# Mit Windows per Remote-Desktop auf Debian-Server?



## Suchfunktion (21. April 2005)

Hallo,

da ich von Natur aus ein fauler Mensch bin und somit nicht fuer jede Kleinigkeit (die X benoetigt) ins rechenzentrum laufen moechte, wollte ich nur mal fragen ob es ein Programm gibt mit dem ich per remote auf mein Debian Sarge Server zugreifen kann? Also ich will in meinem Windows (2000) ein fenster haben, in dem ich dann per remote in Linux auf dem Server arbeiten kann.

Also sowas wie vmWare nur halt ueber das Netzwerk und ohne den Server beim connecten neu starten zu muessen.

(SSH ist aktiviert, falls man es dafuer braucht  Aber nur ueber Konsole is manchmal ziemlich aufwendig, daher bitte keine Moralpredigt gegen X  danke)

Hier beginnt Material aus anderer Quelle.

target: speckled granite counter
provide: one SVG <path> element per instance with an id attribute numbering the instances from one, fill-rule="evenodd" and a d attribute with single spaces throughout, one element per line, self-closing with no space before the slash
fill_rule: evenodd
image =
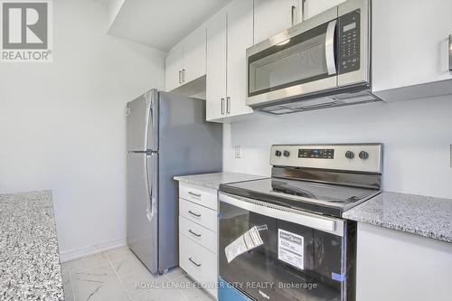
<path id="1" fill-rule="evenodd" d="M 191 183 L 193 185 L 200 185 L 200 186 L 218 189 L 221 183 L 258 180 L 258 179 L 264 179 L 267 177 L 268 176 L 238 174 L 238 173 L 216 173 L 216 174 L 174 176 L 174 180 Z"/>
<path id="2" fill-rule="evenodd" d="M 452 242 L 452 200 L 382 193 L 344 212 L 344 218 Z"/>
<path id="3" fill-rule="evenodd" d="M 0 300 L 63 300 L 50 191 L 0 194 Z"/>

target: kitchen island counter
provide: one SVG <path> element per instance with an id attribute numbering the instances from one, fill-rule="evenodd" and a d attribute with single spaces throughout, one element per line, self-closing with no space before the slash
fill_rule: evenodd
<path id="1" fill-rule="evenodd" d="M 215 173 L 193 175 L 174 176 L 174 180 L 193 185 L 204 186 L 218 190 L 220 184 L 234 182 L 251 181 L 268 178 L 268 176 L 240 173 Z"/>
<path id="2" fill-rule="evenodd" d="M 0 194 L 0 300 L 63 300 L 50 191 Z"/>
<path id="3" fill-rule="evenodd" d="M 344 212 L 346 219 L 452 242 L 452 200 L 383 192 Z"/>

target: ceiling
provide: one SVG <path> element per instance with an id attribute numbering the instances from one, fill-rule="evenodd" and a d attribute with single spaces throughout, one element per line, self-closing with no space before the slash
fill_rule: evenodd
<path id="1" fill-rule="evenodd" d="M 108 33 L 167 52 L 231 0 L 126 0 Z"/>

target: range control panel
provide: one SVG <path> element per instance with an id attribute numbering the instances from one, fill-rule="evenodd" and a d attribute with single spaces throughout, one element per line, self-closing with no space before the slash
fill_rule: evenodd
<path id="1" fill-rule="evenodd" d="M 339 74 L 360 70 L 360 10 L 339 17 Z"/>
<path id="2" fill-rule="evenodd" d="M 334 148 L 300 148 L 298 149 L 298 158 L 309 159 L 334 159 Z"/>
<path id="3" fill-rule="evenodd" d="M 270 164 L 274 166 L 322 168 L 381 173 L 381 144 L 275 145 Z"/>

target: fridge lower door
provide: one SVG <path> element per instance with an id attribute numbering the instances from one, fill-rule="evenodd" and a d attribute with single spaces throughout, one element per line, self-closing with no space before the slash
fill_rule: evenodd
<path id="1" fill-rule="evenodd" d="M 127 245 L 152 272 L 158 272 L 157 155 L 127 154 Z M 151 195 L 152 194 L 152 195 Z"/>

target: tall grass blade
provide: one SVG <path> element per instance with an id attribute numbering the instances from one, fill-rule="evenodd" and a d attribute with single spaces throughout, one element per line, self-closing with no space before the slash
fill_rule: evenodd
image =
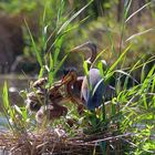
<path id="1" fill-rule="evenodd" d="M 142 11 L 144 8 L 146 8 L 147 6 L 149 6 L 152 2 L 147 2 L 146 4 L 144 4 L 143 7 L 141 7 L 138 10 L 136 10 L 135 12 L 133 12 L 125 22 L 130 21 L 136 13 L 138 13 L 140 11 Z"/>
<path id="2" fill-rule="evenodd" d="M 151 29 L 148 29 L 148 30 L 145 30 L 145 31 L 135 33 L 135 34 L 131 35 L 128 39 L 126 39 L 125 42 L 131 41 L 132 39 L 134 39 L 134 38 L 136 38 L 136 37 L 141 37 L 141 35 L 143 35 L 143 34 L 148 33 L 148 32 L 154 31 L 154 30 L 155 30 L 155 28 L 151 28 Z"/>
<path id="3" fill-rule="evenodd" d="M 91 0 L 86 6 L 84 6 L 82 9 L 80 9 L 75 14 L 73 14 L 69 20 L 66 20 L 62 27 L 59 29 L 58 34 L 60 34 L 63 30 L 66 29 L 66 27 L 69 25 L 70 22 L 72 22 L 82 11 L 84 11 L 91 3 L 93 2 L 93 0 Z"/>
<path id="4" fill-rule="evenodd" d="M 124 55 L 128 52 L 128 50 L 131 49 L 132 45 L 128 45 L 124 52 L 118 56 L 118 59 L 114 62 L 114 64 L 108 69 L 107 74 L 111 73 L 116 65 L 118 64 L 118 62 L 121 62 L 121 60 L 124 58 Z"/>
<path id="5" fill-rule="evenodd" d="M 59 69 L 62 66 L 62 64 L 64 63 L 64 61 L 66 60 L 66 58 L 69 56 L 69 54 L 66 54 L 61 62 L 59 63 L 59 65 L 56 66 L 56 69 L 54 70 L 54 75 L 56 74 L 56 72 L 59 71 Z"/>
<path id="6" fill-rule="evenodd" d="M 38 48 L 37 48 L 37 44 L 35 44 L 35 42 L 34 42 L 34 39 L 33 39 L 33 37 L 32 37 L 32 33 L 31 33 L 31 31 L 30 31 L 30 29 L 29 29 L 29 25 L 28 25 L 28 23 L 27 23 L 25 20 L 24 20 L 24 23 L 25 23 L 25 27 L 27 27 L 27 29 L 28 29 L 29 35 L 30 35 L 30 38 L 31 38 L 32 46 L 33 46 L 33 49 L 34 49 L 34 52 L 35 52 L 35 55 L 37 55 L 37 60 L 38 60 L 40 66 L 42 66 L 42 65 L 43 65 L 43 63 L 42 63 L 42 56 L 41 56 L 41 54 L 40 54 L 40 52 L 39 52 L 39 50 L 38 50 Z"/>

Naja also ich bin fuer jede Idee dankbar!

Danke schonmal im Voraus


----------



## canuzzi (21. April 2005)

Also da gibt es zum Beispiel exceed. Das bietet unter anderem einen Windows X Client ...


----------



## Daniel Toplak (21. April 2005)

Wobei Exeed natürlich Geld kostet.
Als freie Lösung würde sich Cygwin anbieten.

Daniel


----------



## silicore (27. April 2005)

bei suse ist standart gemäß ein vnc server dabei, womit man wunderbar per browser auf das x-window system von linux zugreifen kann. musst mal gucken ob es sowas auch für debian gib, aber ich denke mal schon

mfg
silicore


----------



## Dennis Wronka (27. April 2005)

In KDE ist auch ein VNC-Server integriert, laesst sich ueber's KDE Control Center recht easy einstellen.


----------



## Daniel Toplak (27. April 2005)

Die VNC-Lösung ist allerdings um einiges langsamer als eine X-Connection.

Daniel


----------



## Neurodeamon (27. April 2005)

Und wenn Du auf eine grafische Oberfläche verzichten kannst, verwende den ssh2 Daemon!


----------